What types of nerves does the retina contain?
Photoreceptors, bipolar cells, ganglion cells, horizontal cells, and amacrine cells.
What parts of the eye focus the image on the retina?
The cornea and crystalline lens.
In what way does the retina act like the film in a camera?
Every point in the retina has a corresponding point in visual space from which it receives light – ‘visual field’.

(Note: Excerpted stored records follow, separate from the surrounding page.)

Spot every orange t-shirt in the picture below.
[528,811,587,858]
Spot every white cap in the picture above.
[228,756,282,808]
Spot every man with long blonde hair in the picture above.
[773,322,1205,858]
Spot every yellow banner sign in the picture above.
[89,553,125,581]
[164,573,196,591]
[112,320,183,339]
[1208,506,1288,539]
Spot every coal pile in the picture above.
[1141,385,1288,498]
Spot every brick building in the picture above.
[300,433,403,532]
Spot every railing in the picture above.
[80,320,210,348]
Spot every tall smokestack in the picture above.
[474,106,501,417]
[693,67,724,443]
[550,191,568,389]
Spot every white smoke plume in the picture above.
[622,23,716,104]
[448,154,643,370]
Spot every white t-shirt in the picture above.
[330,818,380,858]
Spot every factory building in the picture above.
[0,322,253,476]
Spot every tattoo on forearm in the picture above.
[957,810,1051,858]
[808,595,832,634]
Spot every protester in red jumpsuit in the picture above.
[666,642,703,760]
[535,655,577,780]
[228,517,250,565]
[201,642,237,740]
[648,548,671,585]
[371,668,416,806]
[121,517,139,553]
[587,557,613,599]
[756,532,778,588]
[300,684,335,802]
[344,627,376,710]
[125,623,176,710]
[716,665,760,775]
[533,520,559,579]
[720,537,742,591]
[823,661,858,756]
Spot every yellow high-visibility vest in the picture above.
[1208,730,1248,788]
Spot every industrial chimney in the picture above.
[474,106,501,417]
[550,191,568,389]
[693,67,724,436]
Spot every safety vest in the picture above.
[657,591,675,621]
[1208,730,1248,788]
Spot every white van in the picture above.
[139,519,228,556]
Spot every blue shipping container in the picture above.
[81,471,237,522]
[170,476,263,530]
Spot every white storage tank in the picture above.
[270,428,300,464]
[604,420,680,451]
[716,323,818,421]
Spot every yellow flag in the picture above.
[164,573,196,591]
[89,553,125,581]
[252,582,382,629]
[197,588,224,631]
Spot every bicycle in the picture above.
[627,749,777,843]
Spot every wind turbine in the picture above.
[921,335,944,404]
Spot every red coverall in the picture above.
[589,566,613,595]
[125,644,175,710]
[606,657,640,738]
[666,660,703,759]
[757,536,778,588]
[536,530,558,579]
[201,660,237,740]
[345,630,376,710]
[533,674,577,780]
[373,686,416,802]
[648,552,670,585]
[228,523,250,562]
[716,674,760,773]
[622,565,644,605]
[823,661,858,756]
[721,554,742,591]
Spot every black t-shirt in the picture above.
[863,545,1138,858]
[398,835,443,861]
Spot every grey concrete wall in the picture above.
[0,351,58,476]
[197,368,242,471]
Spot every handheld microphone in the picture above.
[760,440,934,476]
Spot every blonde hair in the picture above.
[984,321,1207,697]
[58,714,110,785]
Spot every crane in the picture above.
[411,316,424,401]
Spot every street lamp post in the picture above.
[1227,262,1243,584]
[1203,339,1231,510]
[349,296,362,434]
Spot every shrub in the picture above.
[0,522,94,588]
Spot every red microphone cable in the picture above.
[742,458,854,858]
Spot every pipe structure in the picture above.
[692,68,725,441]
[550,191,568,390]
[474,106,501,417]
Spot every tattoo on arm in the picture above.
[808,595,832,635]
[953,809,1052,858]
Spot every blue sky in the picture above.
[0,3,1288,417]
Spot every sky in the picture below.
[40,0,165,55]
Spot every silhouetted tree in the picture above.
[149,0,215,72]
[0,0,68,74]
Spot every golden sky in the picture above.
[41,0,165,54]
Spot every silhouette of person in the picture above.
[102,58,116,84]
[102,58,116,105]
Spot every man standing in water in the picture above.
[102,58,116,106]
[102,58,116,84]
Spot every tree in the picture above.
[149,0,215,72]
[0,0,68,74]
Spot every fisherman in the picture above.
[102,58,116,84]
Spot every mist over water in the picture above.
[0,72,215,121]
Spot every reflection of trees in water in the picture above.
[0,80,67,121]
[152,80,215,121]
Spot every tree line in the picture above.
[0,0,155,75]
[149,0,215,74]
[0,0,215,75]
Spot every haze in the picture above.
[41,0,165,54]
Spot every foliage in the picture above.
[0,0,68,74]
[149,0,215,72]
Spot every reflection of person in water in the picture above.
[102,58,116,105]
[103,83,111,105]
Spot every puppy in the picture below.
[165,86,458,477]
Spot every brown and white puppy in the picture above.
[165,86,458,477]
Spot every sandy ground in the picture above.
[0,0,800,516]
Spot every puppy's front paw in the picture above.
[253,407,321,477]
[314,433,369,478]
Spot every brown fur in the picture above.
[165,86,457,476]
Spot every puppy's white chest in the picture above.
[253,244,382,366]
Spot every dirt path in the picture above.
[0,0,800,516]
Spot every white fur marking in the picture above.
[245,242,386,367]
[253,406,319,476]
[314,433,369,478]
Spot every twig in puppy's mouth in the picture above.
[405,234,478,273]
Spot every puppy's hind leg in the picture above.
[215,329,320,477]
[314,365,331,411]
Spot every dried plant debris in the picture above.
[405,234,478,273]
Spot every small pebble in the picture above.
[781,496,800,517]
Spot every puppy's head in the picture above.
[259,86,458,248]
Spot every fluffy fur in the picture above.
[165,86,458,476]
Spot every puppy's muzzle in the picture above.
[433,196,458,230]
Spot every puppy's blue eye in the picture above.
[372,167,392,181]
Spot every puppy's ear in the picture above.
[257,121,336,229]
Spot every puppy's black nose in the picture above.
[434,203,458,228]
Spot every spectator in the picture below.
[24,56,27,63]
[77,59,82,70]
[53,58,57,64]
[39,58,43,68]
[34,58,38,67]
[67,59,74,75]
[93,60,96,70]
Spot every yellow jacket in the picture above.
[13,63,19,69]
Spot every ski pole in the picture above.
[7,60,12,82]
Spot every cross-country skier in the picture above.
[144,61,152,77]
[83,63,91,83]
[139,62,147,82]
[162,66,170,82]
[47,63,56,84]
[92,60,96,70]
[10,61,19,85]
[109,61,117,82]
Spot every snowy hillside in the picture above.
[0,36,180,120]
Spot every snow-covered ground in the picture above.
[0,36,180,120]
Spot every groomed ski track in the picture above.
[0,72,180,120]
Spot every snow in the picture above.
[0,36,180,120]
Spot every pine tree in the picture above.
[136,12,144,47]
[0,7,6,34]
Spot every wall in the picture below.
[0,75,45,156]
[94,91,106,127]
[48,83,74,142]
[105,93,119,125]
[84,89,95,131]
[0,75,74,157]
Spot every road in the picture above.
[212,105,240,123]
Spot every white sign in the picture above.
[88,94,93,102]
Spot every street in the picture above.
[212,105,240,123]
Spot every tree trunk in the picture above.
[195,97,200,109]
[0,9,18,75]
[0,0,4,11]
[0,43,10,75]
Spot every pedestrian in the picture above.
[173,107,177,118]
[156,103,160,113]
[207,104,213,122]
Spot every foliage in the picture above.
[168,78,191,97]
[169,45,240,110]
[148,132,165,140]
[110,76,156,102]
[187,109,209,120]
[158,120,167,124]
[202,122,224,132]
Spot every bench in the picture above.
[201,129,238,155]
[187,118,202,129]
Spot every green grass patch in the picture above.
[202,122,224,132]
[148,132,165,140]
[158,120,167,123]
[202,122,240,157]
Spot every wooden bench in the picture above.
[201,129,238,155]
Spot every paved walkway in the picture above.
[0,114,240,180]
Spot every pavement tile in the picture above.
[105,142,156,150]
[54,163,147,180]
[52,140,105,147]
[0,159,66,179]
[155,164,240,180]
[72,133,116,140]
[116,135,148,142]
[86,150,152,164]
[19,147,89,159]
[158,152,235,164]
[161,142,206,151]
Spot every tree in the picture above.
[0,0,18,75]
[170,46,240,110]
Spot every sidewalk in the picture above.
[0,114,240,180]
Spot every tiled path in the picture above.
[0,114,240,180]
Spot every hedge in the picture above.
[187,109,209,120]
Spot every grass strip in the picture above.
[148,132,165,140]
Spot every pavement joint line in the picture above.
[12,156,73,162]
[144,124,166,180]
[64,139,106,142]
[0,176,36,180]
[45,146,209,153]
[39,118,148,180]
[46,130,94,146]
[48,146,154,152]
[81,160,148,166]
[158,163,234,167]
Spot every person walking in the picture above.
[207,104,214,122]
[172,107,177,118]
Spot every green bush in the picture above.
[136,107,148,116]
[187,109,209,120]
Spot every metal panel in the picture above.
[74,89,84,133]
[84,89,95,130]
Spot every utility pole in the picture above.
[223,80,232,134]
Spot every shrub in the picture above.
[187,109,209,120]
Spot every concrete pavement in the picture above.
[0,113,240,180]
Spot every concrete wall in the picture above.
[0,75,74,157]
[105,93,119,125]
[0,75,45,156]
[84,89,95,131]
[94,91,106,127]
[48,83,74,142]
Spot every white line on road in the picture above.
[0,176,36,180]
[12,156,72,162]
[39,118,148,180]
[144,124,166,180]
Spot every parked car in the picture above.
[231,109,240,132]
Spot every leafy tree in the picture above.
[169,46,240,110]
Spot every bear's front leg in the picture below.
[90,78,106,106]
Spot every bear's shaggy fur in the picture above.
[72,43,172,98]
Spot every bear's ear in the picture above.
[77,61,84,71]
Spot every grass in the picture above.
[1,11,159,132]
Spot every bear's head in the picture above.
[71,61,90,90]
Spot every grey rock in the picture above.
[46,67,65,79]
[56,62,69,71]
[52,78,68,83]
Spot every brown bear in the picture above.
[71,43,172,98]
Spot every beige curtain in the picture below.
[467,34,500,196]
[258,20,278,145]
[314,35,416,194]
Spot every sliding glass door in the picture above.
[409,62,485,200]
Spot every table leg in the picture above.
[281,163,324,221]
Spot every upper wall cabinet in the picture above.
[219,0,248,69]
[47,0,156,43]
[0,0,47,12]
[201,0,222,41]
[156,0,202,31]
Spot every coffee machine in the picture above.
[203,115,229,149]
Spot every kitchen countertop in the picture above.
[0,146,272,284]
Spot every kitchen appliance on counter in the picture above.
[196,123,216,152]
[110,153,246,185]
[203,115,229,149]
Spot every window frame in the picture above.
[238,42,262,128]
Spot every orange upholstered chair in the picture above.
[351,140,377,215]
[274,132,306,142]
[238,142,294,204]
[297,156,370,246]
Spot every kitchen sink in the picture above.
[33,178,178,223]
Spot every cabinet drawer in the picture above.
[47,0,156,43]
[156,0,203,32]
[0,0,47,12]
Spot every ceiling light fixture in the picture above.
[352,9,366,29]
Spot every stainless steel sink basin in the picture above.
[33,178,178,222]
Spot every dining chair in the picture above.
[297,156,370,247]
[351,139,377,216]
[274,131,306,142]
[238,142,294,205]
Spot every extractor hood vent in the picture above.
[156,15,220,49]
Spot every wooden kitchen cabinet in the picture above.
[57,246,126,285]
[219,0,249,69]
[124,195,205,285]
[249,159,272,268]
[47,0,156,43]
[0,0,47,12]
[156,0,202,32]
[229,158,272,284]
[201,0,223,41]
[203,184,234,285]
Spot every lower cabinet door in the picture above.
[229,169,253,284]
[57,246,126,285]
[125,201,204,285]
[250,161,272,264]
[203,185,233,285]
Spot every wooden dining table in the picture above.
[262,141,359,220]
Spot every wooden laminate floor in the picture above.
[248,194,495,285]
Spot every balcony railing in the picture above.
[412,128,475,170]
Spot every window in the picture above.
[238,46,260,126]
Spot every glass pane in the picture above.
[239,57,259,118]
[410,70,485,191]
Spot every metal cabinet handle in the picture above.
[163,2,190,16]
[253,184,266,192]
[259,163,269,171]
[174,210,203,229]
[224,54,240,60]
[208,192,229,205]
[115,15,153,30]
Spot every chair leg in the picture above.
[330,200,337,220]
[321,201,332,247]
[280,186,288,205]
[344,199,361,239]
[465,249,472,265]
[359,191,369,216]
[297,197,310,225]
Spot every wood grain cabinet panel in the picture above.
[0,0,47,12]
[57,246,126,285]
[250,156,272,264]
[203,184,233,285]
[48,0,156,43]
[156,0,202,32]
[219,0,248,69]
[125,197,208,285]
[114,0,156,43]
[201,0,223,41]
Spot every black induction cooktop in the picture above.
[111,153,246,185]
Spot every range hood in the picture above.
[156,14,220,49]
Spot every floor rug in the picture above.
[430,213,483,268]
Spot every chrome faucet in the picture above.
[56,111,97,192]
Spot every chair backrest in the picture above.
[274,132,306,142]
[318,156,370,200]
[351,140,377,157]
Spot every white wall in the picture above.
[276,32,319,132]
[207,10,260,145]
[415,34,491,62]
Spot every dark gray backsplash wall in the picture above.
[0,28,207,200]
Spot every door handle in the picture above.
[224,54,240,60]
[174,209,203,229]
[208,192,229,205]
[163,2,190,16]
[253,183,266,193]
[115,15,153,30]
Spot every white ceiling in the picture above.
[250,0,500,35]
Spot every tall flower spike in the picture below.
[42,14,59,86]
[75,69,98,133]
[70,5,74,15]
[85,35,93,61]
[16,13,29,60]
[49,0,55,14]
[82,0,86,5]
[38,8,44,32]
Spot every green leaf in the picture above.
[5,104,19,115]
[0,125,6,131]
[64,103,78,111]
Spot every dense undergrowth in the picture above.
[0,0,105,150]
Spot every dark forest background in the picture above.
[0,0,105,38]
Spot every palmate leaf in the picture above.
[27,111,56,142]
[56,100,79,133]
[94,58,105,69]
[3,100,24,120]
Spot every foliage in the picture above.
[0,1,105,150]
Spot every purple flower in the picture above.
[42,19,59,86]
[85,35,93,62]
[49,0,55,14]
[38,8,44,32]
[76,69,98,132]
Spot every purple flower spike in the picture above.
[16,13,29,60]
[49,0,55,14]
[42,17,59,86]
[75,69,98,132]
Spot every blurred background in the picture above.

How many degrees are there between the fovea centralis and the ora serrate?
Approx. 100 degrees.
Where is our blind spot?
The left, 7 deg V; 5 deg H.
How many distinct layers are there in the retina?
8.
What are the layers of the retina?
Choroid/layer of pigment cells, outer and inner segment, outer nuclear, outer plexiform, inner nuclear, inner plexiform, ganglion cell, and nerve fibres.
What do the segment layers of the retina contain?
Photoreceptors.
What does the choroid layer/layer of pigment cells in the retina do?
Granules control the spread of light from one cell to another – in bright light they migrate into the cell processes between rods and cones, and in dim light they are confined to the cell body.
What is the fovea centralis?
The central fixation – the retina is thinner, forming the foveal pit, where the nerve fibres are displaced and there are lots of cones.
How large is the human fovea?
Small – 1mm2 or 2 degrees across.
How many cones does the fovea contain?
About 150 000.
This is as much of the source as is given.